Comment la financiarisation de l’économie affecte-t-elle les espaces urbains ? Push, documentaire réalisé en 2019 par Fredrik Gertten, dévoile les modalités et les conséquences de la financiarisation du logement à travers le monde et met en perspective les acteurs qui contribuent à faire du logement un « actif » financier et ceux qui tentent de contrer cette transformation.
Recensé : Push. Chassés des villes, documentaire de Fredrik Gertten, 2019, 90 mn.
Visible jusqu’au 3 mai 2020 sur le site d’Arte.

Dossier : Les villes à l’ère de la financiarisation

Dans son documentaire Push (2019), Fredrik Gertten cherche à comprendre l’évolution du peuplement des villes globales, qu’il relie aux transformations du capitalisme en cours depuis les années 1980, aboutissant à faire du logement un actif financier [1]. En enquêtant sur un des aspects centraux du capitalisme urbain, ce documentaire s’inscrit au croisement de ses œuvres précédentes sur le lobbying agroalimentaire en République dominicaine (Bananas ! en 2009, puis Big Boys Gone Bananas ! en 2011), et sur les luttes entre automobilistes et cyclistes pour la planification et l’usage des espaces publics des villes (Bikes versus Cars, 2016). Il a d’abord été diffusé au sein du mouvement HLM, dans le contexte des débats sur la loi ELAN considérée par certains comme le premier acte d’un possible scénario de « financiarisation » du secteur (Gimat et Halbert 2018). Grâce à sa diffusion sur ARTE, il est désormais accessible à un large public [2].

Le documentaire s’intéresse au push, c’est-à-dire au processus d’exclusion des classes populaires, et désormais moyennes, des centres urbains des grandes métropoles, causé par le mécanisme de la hausse des prix de l’immobilier. Il défend l’idée que la financiarisation est responsable des difficultés d’une part croissante de ces populations à se loger dans les villes globales ; et qu’il s’agit d’un « problème bien plus fondamental » que celui de la gentrification, concept habituellement mobilisé pour expliquer la diminution de la part des classes populaires dans les centres urbains. À travers cette enquête, Push apporte trois éclairages complémentaires sur un processus majeur affectant nos espaces et sociétés urbaines.

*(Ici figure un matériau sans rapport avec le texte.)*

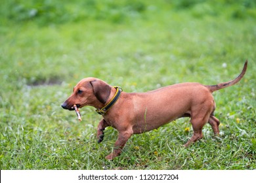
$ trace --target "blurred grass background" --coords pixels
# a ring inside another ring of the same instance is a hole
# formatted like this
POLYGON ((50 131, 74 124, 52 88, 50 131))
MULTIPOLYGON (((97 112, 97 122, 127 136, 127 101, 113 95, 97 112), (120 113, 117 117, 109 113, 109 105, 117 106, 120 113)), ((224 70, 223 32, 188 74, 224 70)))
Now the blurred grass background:
POLYGON ((255 169, 255 23, 254 0, 2 1, 1 169, 255 169), (221 138, 205 125, 188 149, 190 124, 179 120, 134 135, 106 161, 116 131, 97 144, 94 109, 83 108, 78 123, 60 108, 85 77, 127 92, 215 84, 246 59, 241 82, 214 93, 221 138))

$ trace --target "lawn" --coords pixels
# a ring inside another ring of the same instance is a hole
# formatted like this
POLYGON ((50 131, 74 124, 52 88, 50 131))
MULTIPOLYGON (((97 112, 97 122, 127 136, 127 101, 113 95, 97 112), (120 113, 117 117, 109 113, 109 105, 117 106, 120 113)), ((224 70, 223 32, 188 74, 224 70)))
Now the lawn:
POLYGON ((1 169, 255 169, 255 1, 3 1, 0 8, 1 169), (188 148, 189 118, 97 143, 101 116, 60 105, 81 78, 126 92, 244 78, 214 93, 219 137, 188 148))

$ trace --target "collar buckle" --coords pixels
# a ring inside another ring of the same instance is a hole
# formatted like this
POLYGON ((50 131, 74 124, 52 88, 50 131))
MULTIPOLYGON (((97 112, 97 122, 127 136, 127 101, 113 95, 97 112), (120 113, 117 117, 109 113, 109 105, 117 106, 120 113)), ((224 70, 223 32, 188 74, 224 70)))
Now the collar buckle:
POLYGON ((120 97, 121 92, 123 92, 122 88, 120 86, 114 86, 116 89, 116 92, 114 95, 113 98, 110 101, 102 108, 96 109, 96 112, 100 115, 104 115, 105 113, 110 109, 114 104, 117 101, 118 98, 120 97))

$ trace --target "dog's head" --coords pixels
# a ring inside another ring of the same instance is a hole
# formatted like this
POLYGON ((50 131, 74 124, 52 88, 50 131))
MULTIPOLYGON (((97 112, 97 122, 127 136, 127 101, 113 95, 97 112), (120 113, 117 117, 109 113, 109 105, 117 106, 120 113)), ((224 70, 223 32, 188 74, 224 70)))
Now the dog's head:
POLYGON ((100 108, 108 100, 111 88, 110 85, 98 78, 82 79, 74 88, 72 94, 61 107, 70 110, 74 110, 75 104, 79 108, 87 105, 100 108))

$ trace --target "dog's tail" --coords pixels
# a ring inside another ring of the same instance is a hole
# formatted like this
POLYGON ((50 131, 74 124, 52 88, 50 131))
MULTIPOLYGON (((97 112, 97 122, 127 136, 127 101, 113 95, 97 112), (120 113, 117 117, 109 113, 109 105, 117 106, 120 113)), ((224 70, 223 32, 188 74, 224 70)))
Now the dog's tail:
POLYGON ((248 62, 247 60, 246 60, 245 63, 244 63, 243 70, 242 71, 240 75, 238 76, 237 76, 237 78, 235 78, 234 80, 226 82, 223 82, 216 85, 206 86, 206 87, 207 87, 210 90, 210 91, 211 91, 211 92, 213 92, 216 90, 219 90, 222 88, 226 88, 238 83, 244 77, 244 75, 245 74, 247 62, 248 62))

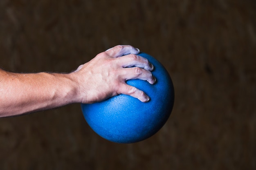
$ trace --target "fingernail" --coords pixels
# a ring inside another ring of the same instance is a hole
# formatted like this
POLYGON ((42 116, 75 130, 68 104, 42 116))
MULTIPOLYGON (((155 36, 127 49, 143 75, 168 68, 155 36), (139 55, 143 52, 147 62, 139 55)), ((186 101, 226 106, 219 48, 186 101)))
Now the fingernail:
POLYGON ((153 70, 153 69, 154 69, 154 66, 153 66, 153 64, 150 63, 150 64, 149 65, 149 66, 150 67, 150 68, 151 68, 152 70, 153 70))
POLYGON ((149 98, 149 96, 147 96, 146 97, 146 101, 145 101, 145 102, 148 102, 150 99, 150 98, 149 98))

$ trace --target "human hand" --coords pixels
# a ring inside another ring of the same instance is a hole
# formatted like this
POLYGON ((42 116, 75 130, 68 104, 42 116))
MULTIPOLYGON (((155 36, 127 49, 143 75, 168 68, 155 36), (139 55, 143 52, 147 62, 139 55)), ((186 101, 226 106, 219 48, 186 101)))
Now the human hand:
POLYGON ((147 102, 144 92, 127 84, 128 79, 139 79, 150 84, 155 78, 153 66, 146 58, 136 55, 139 50, 129 45, 118 45, 97 55, 70 73, 78 85, 79 103, 92 103, 123 94, 147 102))

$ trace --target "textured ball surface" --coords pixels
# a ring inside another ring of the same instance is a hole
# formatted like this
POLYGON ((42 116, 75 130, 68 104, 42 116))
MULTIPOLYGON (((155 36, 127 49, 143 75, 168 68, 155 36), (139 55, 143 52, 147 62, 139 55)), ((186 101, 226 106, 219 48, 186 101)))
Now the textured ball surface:
POLYGON ((144 53, 139 55, 154 65, 152 73, 157 82, 153 85, 139 79, 126 83, 145 92, 150 97, 149 102, 143 103, 131 96, 119 95, 100 102, 81 104, 89 125, 110 141, 132 143, 151 137, 164 126, 173 108, 174 91, 168 73, 152 56, 144 53))

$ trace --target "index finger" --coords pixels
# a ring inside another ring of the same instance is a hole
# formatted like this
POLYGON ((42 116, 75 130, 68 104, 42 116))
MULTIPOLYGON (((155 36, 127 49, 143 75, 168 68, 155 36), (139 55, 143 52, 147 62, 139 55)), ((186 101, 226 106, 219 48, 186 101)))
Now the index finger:
POLYGON ((105 52, 109 55, 116 58, 128 54, 138 54, 139 50, 129 45, 119 45, 107 50, 105 52))

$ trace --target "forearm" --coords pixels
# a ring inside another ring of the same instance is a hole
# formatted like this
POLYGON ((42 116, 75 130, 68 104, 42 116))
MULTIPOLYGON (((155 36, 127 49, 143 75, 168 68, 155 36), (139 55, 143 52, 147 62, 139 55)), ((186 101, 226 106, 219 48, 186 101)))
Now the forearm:
POLYGON ((70 74, 18 74, 0 70, 0 117, 20 115, 77 102, 70 74))

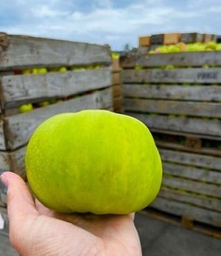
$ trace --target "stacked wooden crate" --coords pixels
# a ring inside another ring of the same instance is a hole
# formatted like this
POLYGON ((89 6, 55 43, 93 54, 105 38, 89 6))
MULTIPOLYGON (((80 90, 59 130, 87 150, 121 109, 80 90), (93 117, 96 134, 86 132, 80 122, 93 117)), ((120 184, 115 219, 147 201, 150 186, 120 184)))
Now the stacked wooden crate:
POLYGON ((221 227, 221 52, 134 55, 121 65, 124 112, 147 125, 163 161, 152 206, 221 227))
POLYGON ((138 38, 138 54, 144 54, 150 50, 155 50, 161 45, 172 45, 179 42, 192 44, 196 42, 208 43, 216 41, 217 36, 199 33, 171 33, 152 36, 140 36, 138 38))
POLYGON ((112 59, 113 108, 116 112, 122 111, 122 81, 119 59, 112 59))
MULTIPOLYGON (((49 117, 85 109, 112 110, 111 84, 105 47, 0 33, 0 172, 25 178, 26 145, 49 117), (34 109, 19 112, 26 103, 34 109)), ((1 194, 2 206, 4 190, 1 194)))

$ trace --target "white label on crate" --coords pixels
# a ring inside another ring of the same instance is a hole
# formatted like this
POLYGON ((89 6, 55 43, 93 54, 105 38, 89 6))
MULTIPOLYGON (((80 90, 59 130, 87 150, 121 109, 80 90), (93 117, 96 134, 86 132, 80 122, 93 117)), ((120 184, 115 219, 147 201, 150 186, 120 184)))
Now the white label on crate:
POLYGON ((4 229, 4 220, 1 215, 1 213, 0 213, 0 229, 4 229))

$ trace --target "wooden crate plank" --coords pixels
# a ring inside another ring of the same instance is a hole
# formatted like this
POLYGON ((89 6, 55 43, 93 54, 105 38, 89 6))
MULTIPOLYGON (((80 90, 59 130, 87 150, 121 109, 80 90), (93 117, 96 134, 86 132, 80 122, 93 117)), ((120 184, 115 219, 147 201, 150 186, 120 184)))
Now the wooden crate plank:
POLYGON ((138 39, 139 46, 150 46, 150 36, 140 36, 138 39))
POLYGON ((163 162, 164 173, 221 185, 221 172, 163 162))
POLYGON ((122 85, 113 85, 112 87, 113 97, 117 98, 122 95, 122 85))
POLYGON ((220 103, 124 98, 123 106, 129 111, 221 118, 220 103))
MULTIPOLYGON (((150 130, 152 132, 152 130, 150 130)), ((203 155, 210 155, 221 157, 221 150, 219 149, 213 149, 213 148, 194 148, 194 147, 187 147, 185 145, 176 144, 173 142, 167 142, 163 141, 155 140, 155 144, 157 146, 167 148, 170 149, 175 149, 178 151, 187 151, 192 152, 199 154, 203 155)))
POLYGON ((152 35, 150 36, 150 44, 163 44, 164 34, 152 35))
POLYGON ((3 108, 38 98, 64 98, 111 84, 111 70, 52 72, 46 75, 10 75, 1 79, 3 108))
POLYGON ((161 159, 164 161, 183 164, 193 166, 205 167, 219 172, 221 171, 221 158, 194 153, 177 152, 159 149, 161 159))
POLYGON ((0 119, 0 150, 6 150, 6 143, 3 123, 3 120, 0 119))
POLYGON ((164 175, 164 186, 221 199, 221 186, 164 175))
POLYGON ((221 227, 221 213, 158 197, 150 205, 159 210, 221 227))
POLYGON ((197 206, 207 208, 217 212, 221 212, 221 200, 210 197, 202 197, 197 194, 172 189, 164 186, 161 187, 158 196, 183 203, 192 203, 197 206))
POLYGON ((122 105, 122 98, 121 97, 113 98, 113 110, 121 110, 122 105))
POLYGON ((124 97, 221 101, 220 86, 122 84, 124 97))
POLYGON ((26 146, 9 153, 10 170, 26 179, 24 156, 26 146))
POLYGON ((183 43, 195 43, 203 41, 203 34, 199 33, 185 33, 181 34, 180 41, 183 43))
POLYGON ((122 83, 121 73, 112 73, 112 84, 120 84, 122 83))
POLYGON ((37 127, 54 115, 86 109, 108 108, 112 104, 112 89, 110 87, 60 104, 7 118, 5 131, 8 147, 10 149, 15 149, 26 144, 37 127))
POLYGON ((203 120, 200 118, 169 118, 164 115, 150 116, 148 114, 130 112, 124 111, 129 115, 143 121, 150 129, 189 132, 205 136, 214 136, 217 139, 221 138, 221 121, 203 120))
POLYGON ((112 59, 112 71, 113 72, 119 72, 121 70, 119 66, 119 59, 113 58, 112 59))
POLYGON ((10 159, 7 152, 0 151, 0 172, 10 170, 10 159))
POLYGON ((27 36, 6 37, 9 44, 0 52, 0 70, 111 62, 110 52, 105 46, 27 36))
POLYGON ((136 55, 124 58, 121 61, 122 67, 161 67, 174 65, 175 67, 202 67, 203 65, 221 65, 221 52, 192 52, 147 54, 144 51, 136 55))
POLYGON ((164 34, 164 44, 175 44, 180 39, 180 33, 172 33, 164 34))
POLYGON ((220 68, 124 70, 124 83, 221 83, 220 68))
POLYGON ((7 209, 3 207, 0 207, 0 213, 4 220, 4 229, 0 229, 0 235, 7 235, 9 232, 9 221, 7 218, 7 209))

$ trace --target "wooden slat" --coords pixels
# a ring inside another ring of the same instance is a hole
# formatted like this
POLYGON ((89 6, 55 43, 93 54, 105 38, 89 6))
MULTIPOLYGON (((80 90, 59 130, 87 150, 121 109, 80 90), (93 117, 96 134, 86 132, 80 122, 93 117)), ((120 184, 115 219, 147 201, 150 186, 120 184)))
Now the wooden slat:
MULTIPOLYGON (((152 132, 152 130, 150 131, 152 132)), ((189 146, 186 146, 186 145, 180 144, 178 143, 173 143, 173 142, 168 142, 168 141, 158 141, 158 140, 155 140, 155 144, 158 146, 163 147, 163 148, 175 149, 178 151, 181 150, 181 151, 192 152, 199 153, 199 154, 210 155, 221 157, 221 150, 216 148, 214 149, 214 148, 207 148, 207 147, 201 147, 201 148, 189 147, 189 146)))
POLYGON ((159 152, 161 159, 165 161, 221 171, 221 158, 219 157, 176 152, 163 149, 159 149, 159 152))
POLYGON ((135 117, 143 121, 150 129, 189 132, 200 135, 202 137, 212 136, 215 139, 221 138, 221 121, 213 120, 203 120, 200 118, 169 118, 164 115, 150 116, 147 114, 141 114, 125 112, 126 114, 135 117))
POLYGON ((5 132, 9 149, 15 149, 24 145, 36 127, 54 115, 86 109, 108 108, 112 104, 112 91, 110 87, 63 103, 7 118, 5 132))
POLYGON ((4 220, 4 229, 1 230, 0 229, 0 234, 8 234, 9 232, 9 221, 8 221, 8 218, 7 218, 7 209, 3 207, 0 207, 0 213, 1 214, 1 216, 3 217, 3 219, 4 220))
POLYGON ((164 42, 164 34, 152 35, 150 36, 151 44, 162 44, 164 42))
POLYGON ((129 111, 221 118, 221 104, 220 103, 124 98, 123 105, 124 109, 129 111))
POLYGON ((221 101, 220 86, 122 84, 124 97, 221 101))
POLYGON ((10 159, 7 152, 0 151, 0 172, 10 170, 10 159))
POLYGON ((150 44, 150 36, 140 36, 138 38, 139 46, 149 46, 150 44))
POLYGON ((133 67, 136 65, 142 67, 160 67, 174 65, 176 67, 202 67, 203 65, 221 65, 221 52, 193 52, 155 53, 128 56, 121 61, 123 67, 133 67))
POLYGON ((189 44, 203 41, 203 34, 199 33, 185 33, 181 34, 180 41, 189 44))
MULTIPOLYGON (((0 119, 0 150, 6 149, 5 138, 3 127, 3 120, 0 119)), ((0 167, 1 168, 1 167, 0 167)))
POLYGON ((52 72, 46 75, 11 75, 1 79, 3 108, 38 98, 63 98, 111 84, 111 70, 52 72))
POLYGON ((164 175, 163 185, 221 199, 221 186, 164 175))
POLYGON ((121 73, 118 72, 112 73, 112 84, 120 84, 121 83, 121 73))
POLYGON ((124 70, 124 83, 221 83, 220 68, 124 70))
POLYGON ((111 62, 109 50, 101 45, 26 36, 7 36, 9 44, 0 52, 1 70, 111 62))
POLYGON ((112 60, 112 71, 113 72, 119 72, 121 70, 119 66, 119 59, 113 58, 112 60))
POLYGON ((163 162, 164 173, 221 184, 221 172, 214 172, 200 168, 186 166, 180 164, 163 162))
POLYGON ((26 179, 24 155, 26 146, 9 153, 10 170, 26 179))
POLYGON ((112 87, 113 90, 113 97, 116 98, 119 97, 122 95, 122 86, 121 85, 113 85, 112 87))
POLYGON ((151 206, 179 216, 221 227, 221 213, 158 197, 151 206))
POLYGON ((120 110, 122 105, 122 98, 121 97, 113 98, 113 106, 114 110, 120 110))
POLYGON ((202 197, 197 194, 171 189, 164 186, 161 187, 158 196, 183 203, 192 203, 197 206, 207 208, 217 212, 221 212, 221 200, 210 197, 202 197))

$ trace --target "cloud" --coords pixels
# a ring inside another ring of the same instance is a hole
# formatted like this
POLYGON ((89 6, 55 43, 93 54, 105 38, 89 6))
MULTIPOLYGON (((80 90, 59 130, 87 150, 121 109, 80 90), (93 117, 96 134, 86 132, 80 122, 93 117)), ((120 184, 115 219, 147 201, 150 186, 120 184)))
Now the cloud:
POLYGON ((10 0, 0 4, 0 30, 109 44, 113 49, 122 49, 127 43, 136 47, 142 35, 190 30, 221 33, 219 2, 10 0), (3 15, 5 10, 7 16, 3 15))

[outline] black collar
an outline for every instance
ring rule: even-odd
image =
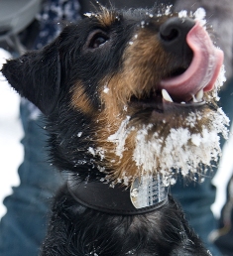
[[[154,180],[155,181],[155,180]],[[131,188],[125,189],[122,185],[116,184],[111,188],[109,184],[99,181],[83,183],[73,180],[69,176],[67,188],[73,198],[82,205],[98,211],[111,214],[135,215],[143,214],[160,208],[168,201],[167,187],[157,185],[148,187],[142,191],[138,188],[138,181]],[[139,196],[138,192],[143,192]],[[146,193],[145,193],[145,191]],[[145,194],[147,197],[145,197]],[[143,204],[135,203],[135,198],[140,197]],[[144,199],[146,198],[146,199]],[[148,199],[147,199],[148,198]]]

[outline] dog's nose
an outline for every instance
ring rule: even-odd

Dévoiler la financiarisation du logement pour mieux la contrer

Le documentaire suit la rapporteure spéciale de l’Organisation des nations unies (ONU) sur le logement convenable, Leilani Farha (figure 1), dans une enquête qu’elle mène aux quatre coins du monde. Nous rencontrons ainsi les habitant·e·s de villes d’Amérique du Nord (New York, Toronto), d’Europe (Barcelone, Berlin, Londres, Uppsala), d’Asie (Séoul) et d’Amérique latine (Valparaiso), qui font face à des augmentations de loyer, des menaces ou procédures d’expulsion et à la transformation de leur cadre de vie. Plusieurs experts participent également, comme la sociologue Saskia Sassen, l’économiste Joseph Stiglitz, ou l’écrivain Roberto Saviano. Enfin, cette enquête nous conduit aussi auprès de quelques responsables politiques locaux.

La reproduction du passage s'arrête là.